Re: [PATCH] proc: Disable /proc/$pid/wchan

Kees Cook <keescook@xxxxxxxxxxxx> · Wed, 29 Sep 2021 11:54:55 -0700

On Mon, Sep 27, 2021 at 01:50:56PM -0700, Josh Poimboeuf wrote:
> On Mon, Sep 27, 2021 at 11:07:27AM -0700, Kees Cook wrote:
> > On Mon, Sep 27, 2021 at 10:03:51AM +0100, Mark Rutland wrote:
> > > On Fri, Sep 24, 2021 at 07:26:22AM -0700, Kees Cook wrote:
> > > > On Fri, Sep 24, 2021 at 02:54:24PM +0100, Mark Rutland wrote:
> > > > > On Thu, Sep 23, 2021 at 06:16:16PM -0700, Kees Cook wrote:
> > > > > > On Thu, Sep 23, 2021 at 05:22:30PM -0700, Vito Caputo wrote:
> > > > > > > Instead of unwinding stacks maybe the kernel should be sticking an
> > > > > > > entrypoint address in the current task struct for get_wchan() to
> > > > > > > access, whenever userspace enters the kernel?
> > > > > > 
> > > > > > wchan is supposed to show where the kernel is at the instant the
> > > > > > get_wchan() happens. (i.e. recording it at syscall entry would just
> > > > > > always show syscall entry.)
> > > > > 
> > > > > It's supposed to show where a blocked task is blocked; the "wait
> > > > > channel".
> > > > > 
> > > > > I'd wanted to remove get_wchan since it requires cross-task stack
> > > > > walking, which is generally painful.
> > > > 
> > > > Right -- this is the "fragile" part I'm worried about.
> > 
> > I'd like to clarify this concern first -- is the proposed fix actually
> > fragile?
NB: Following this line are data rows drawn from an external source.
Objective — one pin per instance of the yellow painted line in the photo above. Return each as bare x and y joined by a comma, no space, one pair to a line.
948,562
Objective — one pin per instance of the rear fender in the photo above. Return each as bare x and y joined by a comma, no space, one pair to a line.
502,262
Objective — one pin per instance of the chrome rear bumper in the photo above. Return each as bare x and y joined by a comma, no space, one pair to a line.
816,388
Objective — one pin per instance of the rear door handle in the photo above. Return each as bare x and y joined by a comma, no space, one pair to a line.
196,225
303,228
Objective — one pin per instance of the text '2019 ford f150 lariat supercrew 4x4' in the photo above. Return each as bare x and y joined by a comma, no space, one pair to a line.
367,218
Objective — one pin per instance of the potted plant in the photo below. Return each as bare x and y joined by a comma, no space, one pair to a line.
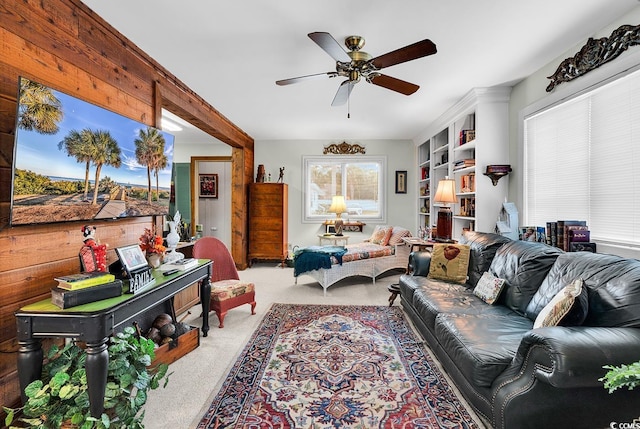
621,376
60,397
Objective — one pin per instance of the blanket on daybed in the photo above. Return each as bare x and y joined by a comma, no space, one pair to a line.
316,257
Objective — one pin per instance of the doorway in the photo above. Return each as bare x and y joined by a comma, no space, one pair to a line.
211,209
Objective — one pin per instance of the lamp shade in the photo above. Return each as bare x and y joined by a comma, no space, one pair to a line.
338,205
446,192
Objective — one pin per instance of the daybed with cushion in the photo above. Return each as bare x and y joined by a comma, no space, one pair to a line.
534,357
382,252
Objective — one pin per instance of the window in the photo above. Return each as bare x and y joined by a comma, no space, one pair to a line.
359,178
581,162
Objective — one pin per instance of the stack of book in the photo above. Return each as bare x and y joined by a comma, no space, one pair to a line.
182,264
82,288
463,163
570,235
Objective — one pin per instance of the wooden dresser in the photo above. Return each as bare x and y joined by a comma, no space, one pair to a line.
268,221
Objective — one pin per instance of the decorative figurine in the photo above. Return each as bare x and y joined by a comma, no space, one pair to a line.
93,256
260,176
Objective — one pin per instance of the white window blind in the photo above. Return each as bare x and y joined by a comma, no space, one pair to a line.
581,162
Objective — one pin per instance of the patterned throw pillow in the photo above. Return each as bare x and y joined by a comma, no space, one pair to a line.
488,288
396,235
381,234
567,308
449,262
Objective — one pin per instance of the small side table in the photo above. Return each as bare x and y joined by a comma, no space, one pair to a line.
394,289
333,239
418,243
Because I think we'd be better off just restoring behavior than
> > trying to invent new behavior...
> > 
> > i.e. Josh, Jann, do you see any issues with Qi Zheng's fix here:
> > https://lore.kernel.org/all/20210924062006.231699-4-keescook@xxxxxxxxxxxx/
> 
> Even with that patch, it doesn't lock the task's runqueue before reading
> the stack, so there's still the possibility of the task running on
> another CPU and the unwinder going off the rails a bit, which might be
> used by an attacker in creative ways similar to the /proc/<pid>/stack
> vulnerability Jann mentioned earlier.

Since I think we're considering get_wchan() to be slow-path, can we just
lock the runqueue and use arch_stack_walk_reliable()?

-- 
Kees Cook